Un giustificato motivo per (parte diciassettesima)
Dopo due mesi, torna Giangi.
Tra poco, torno io.
Heike
Si ricomincia!, giù per le scale proprio lì, sulla destra.
Permesso! Permesso! cerco con garbo di districarmi tra la folla viaggiante, anche se dentro di me alberga uno sfrenato desiderio di entrare di prepotenza lungo quella scia che va delineadosi nella mia mente, statisticamente approvata come il miglior tragitto possibile, ottimizzante sia in termini di tempo che di spazio che di risorse psico-idriche sprecande. Schivo, volteggio, con fare maldestro dò vita a movimenti eleganti come se stessi improvvisando un passo alla Frank Sinatra sulle note di New York New York. Il pubblico ancora una volta non pagante mi volge occhiate di scherno, cui non posso dar risposta, fortunatamente ho con me le valige che mi aiutano a mantenere un certo equilibrio, che nel mio caso somiglia forse più ad una vertgine distratta.
Salto gli ultimi due scalini con scioltezza e via!
Inizia il tunnel, si insomma il sottopassaggio.
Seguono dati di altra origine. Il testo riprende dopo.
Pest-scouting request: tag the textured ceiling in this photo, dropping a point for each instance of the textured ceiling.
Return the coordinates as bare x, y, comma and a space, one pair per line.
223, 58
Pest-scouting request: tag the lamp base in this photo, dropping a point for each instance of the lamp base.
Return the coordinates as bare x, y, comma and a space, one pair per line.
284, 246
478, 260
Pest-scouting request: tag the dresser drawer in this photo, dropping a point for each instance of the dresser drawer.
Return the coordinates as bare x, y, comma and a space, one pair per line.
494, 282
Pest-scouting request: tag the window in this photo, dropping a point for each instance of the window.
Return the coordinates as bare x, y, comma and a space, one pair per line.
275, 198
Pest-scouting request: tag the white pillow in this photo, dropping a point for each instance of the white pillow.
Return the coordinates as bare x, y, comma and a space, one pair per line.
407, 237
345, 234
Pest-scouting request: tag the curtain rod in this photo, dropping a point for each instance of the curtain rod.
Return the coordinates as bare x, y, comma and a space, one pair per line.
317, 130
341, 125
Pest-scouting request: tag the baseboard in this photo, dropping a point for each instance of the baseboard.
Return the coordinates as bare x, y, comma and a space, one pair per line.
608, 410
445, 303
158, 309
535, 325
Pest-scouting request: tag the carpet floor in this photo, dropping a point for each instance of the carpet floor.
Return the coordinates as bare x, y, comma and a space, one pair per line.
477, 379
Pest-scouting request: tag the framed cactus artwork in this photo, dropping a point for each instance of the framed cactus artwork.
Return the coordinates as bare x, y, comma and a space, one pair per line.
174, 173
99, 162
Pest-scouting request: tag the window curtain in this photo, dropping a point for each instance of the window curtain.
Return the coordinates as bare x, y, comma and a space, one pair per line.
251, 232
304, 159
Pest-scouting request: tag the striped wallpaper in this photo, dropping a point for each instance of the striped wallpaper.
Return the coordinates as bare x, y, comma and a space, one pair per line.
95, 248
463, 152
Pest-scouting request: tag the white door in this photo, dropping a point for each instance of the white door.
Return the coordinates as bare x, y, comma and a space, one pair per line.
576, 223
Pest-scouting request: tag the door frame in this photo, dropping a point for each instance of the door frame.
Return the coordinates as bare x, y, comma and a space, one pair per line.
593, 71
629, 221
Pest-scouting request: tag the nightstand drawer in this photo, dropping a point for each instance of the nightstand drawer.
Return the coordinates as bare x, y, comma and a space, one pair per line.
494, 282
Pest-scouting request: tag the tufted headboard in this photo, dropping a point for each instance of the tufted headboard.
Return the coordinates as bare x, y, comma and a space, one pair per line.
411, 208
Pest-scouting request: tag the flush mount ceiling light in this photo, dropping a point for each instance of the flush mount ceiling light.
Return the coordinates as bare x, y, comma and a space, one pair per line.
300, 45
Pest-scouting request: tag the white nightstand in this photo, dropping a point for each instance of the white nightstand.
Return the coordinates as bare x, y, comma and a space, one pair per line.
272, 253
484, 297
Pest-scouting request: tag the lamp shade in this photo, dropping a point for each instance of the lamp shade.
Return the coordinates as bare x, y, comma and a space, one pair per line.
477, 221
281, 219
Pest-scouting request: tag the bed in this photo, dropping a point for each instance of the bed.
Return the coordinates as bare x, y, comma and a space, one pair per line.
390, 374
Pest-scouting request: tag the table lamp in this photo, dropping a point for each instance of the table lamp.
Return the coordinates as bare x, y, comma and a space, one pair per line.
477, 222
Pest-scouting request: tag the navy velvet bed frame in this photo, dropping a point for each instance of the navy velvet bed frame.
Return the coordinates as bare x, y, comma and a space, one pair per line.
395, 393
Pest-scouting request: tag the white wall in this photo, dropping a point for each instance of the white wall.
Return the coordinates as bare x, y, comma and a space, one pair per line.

Sinistra, destra dove vado adesso!
Quale corrente scegliere. questa volta non c'è veramente tempo nè per metafisiche nè per lanci di monetine o ricordi del passato, mi lascio guidare dall'istinto....e guarda un po'! ancora una volta mi porta a sinistra. Mentre mi involo, quello spirito razionale per un attimo assecondato e probabilmente per questo indispettito, tenta di rallentare la mia corsa, così che possa buttar l'occhio su cartelloni, tabelloni, sperando di strappare quella conferma di aver intrapreso il percorso giusto. Il passo rallenta si, ma rimane pur sempre incalzante. Ho fino ad adesso affrontato il viaggio facendo si che l'emotività di un momento trovasse modo per fondersi entro un sistema di giustificazioni possibili, razionalmente spiegabili, di cui alla fine risultava chiaro solo la loro etrena circolarità e il loro strenuo tenatativo di rispondere all'anima di un eco infinito. E' tempo di cambiare, beh diciamo almeno di provarci, quasi quasi lo chiamo crescere così mi sembra meno pesante. Mantengo una falcata sostenuta sono a metà sottopassagio, o meglio a metà della parte sinistra, in fondo cìè l'arrivo o la partenza, dipende dai punti di vista e il mio in questo caso non è proprio in grado di darne una chiara ed onesta identificazione. L'unica certezza che palesa nella mia mente è che non devo araggiungere la fine del sottopassaggio, devo fermarmi, devo svoltare, destra, sinistra,...chi può dirlo...forse il tabellone lì in fondo.
Scatto, un centrometrista nato, direbbe il mio allenatore di bocce. Ho scelto di non arrestare la corsa, quindi giusto un'occhiatina di sfuggita, e come va, va. Mal che vada svolto a caso e agguanto il traguardo. Cinque metri, quattro, tre, due, uno. E' un lampo, un sospiro, concentri tutto te stesso in quell'attimo, il cuore pompa sangue tanto da farti bruciare le vene, il tuo sguardo si assottiglia come a catturare ogni singola sfumatura dell'aria, non esiste niente intorno, solo tu e una risposta. Cercarla è inutile, ormai serve sentirla, e sei già passato. Non puoi chiederti cosa hai visto, porti con te la responsabilità di aver seguito l'istinto, di aver dato retta allo sfuggente brillare di un nome, forse riprodotto su un insegna artificiale di un sottopassagio frenetico di una stazione labirintica, ma per la prima volta impresso su un sorriso che va allargandosi mentre sali le scale di un nuovo binario.